Фламандский офицер, который служил во Франции, тот самый, которого я выручил в Экс-ла-Шапель, нанес мне несколько визитов и даже пообедал два или три раза у меня, и я был недоволен, что не отдал ему визита туда, где он обитал. Он заставил меня покраснеть, когда, встретив в Лондоне, вежливо меня упрекнул за это. С ним были его жена и дочь. Некоторое любопытство также внушило мне желание к нему прийти. Мой злой гений меня туда направил, потому что добрый мне бы точно помешал туда идти.

Когда он меня увидел, он бросился мне на шею, и когда он представлял меня своей жене, называя своим спасителем, я должен был получить все те комплименты, которыми осыпают мошенники добрых людей, которых собираются облапошить. Пять или шесть минут спустя я вижу входящую старую женщину с красивой девицей. Г-н Малиньян меня представляет, говоря, что я тот самый шевалье де Сейнгальт, о котором он им говорил несколько раз. Девица, изображая изумление, говорит, что знала г-на Казанову, который весьма на меня похож; я отвечаю, что это также и мое имя, но я не имел счастья с ней встречаться.

– Я также, – говорит мне она, – меня раньше звали Оспюрже, а теперь зовут Шарпийон, и, увидев меня и поговорив со мной лишь один раз, вам легко было меня забыть, тем более, что мне было тогда всего тринадцать лет. Некоторое время спустя я приехала в Лондон вместе с моей матерью и моими тетями, и вот уже четыре года, как мы здесь.

– Но где я имел счастье с вами разговаривать?

– В Париже, в Пале Маршан, вы были с очаровательной дамой; вы подарили мне эти браслеты, – и говоря это, она показала мне их на своих ногах; – затем, поощряемый моей тетей, вы оказали мне честь меня поцеловать.

Я все вспомнил, и мой читатель может вспомнить также, что я был тогда с прекрасной Барет, торговкой чулок.

– Мадемуазель, я очень хорошо все вспомнил и я вас узнал, но я не узнал мадам вашу тетю.

– Это ее сестра, но если вы будете любезны прийти выпить у нас чаю, вы ее увидите. Мы живем на Данмарк стрит в Сохо. Я покажу вам записанный лестный комплимент, который вы мне сделали.

Глава XI

Шарпийон и пагубные последствия этого знакомства.

При имени Шарпийон я достал из моего портфеля карточку, которую дал мне г-н Прокуратор Морозини в Лионе, и передал ее ей.

– Что я вижу! Мой дорогой посол! И уже три месяца, как вы в Лондоне, и не подумали передать мне эту карточку?

– Это правда; я должен был об этом подумать; но посол не указал мне на срочность, я пренебрег этим небольшим долгом и благодарен случаю, который привел к тому, что я его выполняю.

– Приходите же к нам обедать завтра.

– Я не могу, так как милорд Пембрук договорился со мной, чтобы я его ждал.

– В компании или одного?

– Одного.

– Очень хорошо.

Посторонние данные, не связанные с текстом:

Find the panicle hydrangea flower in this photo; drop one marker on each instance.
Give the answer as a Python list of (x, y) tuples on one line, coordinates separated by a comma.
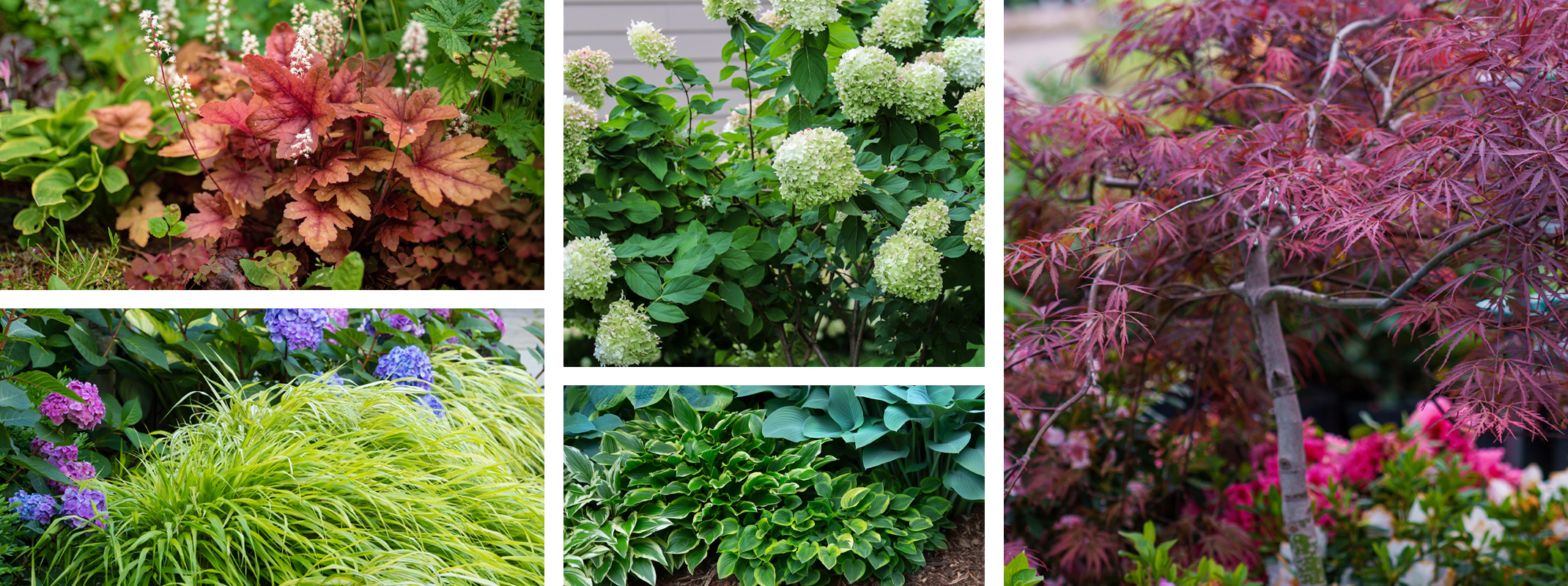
[(910, 268), (587, 267), (587, 73), (971, 108), (407, 363), (725, 10), (38, 508), (898, 24), (297, 328), (60, 409), (85, 505), (975, 231), (624, 335), (927, 221), (921, 88), (579, 122), (810, 16), (651, 46), (965, 60), (816, 166), (868, 79)]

Ждите же также и меня, с моей тетей. Где вы живете?

Я даю ей мой адрес, заверив, что она доставит мне честь и удовольствие, и удивлен тем, что она смеется.

– Вы значит тот итальянец, – говорит мне она, – который повесил два месяца назад на двери этого дома то объявление, что странное объявление, что доставило столько смеха?

– Тот самый.

– Мне сказали, что оно вам дорого обошлось.

– Наоборот, я обязан этому объявлению своим счастьем.

– Вы должны теперь, когда дама уехала, стать несчастны. Никто не знает, кто она. Вы действительно делаете из этого тайну?

– Безусловно, и я скорее умру, чем ее раскрою.

– Спросите у моей тети, я тоже хотела явиться к вам, чтобы спросить комнату. Но моя мать мне помешала.

– Какая надобность заставляла вас искать комнату за деньги?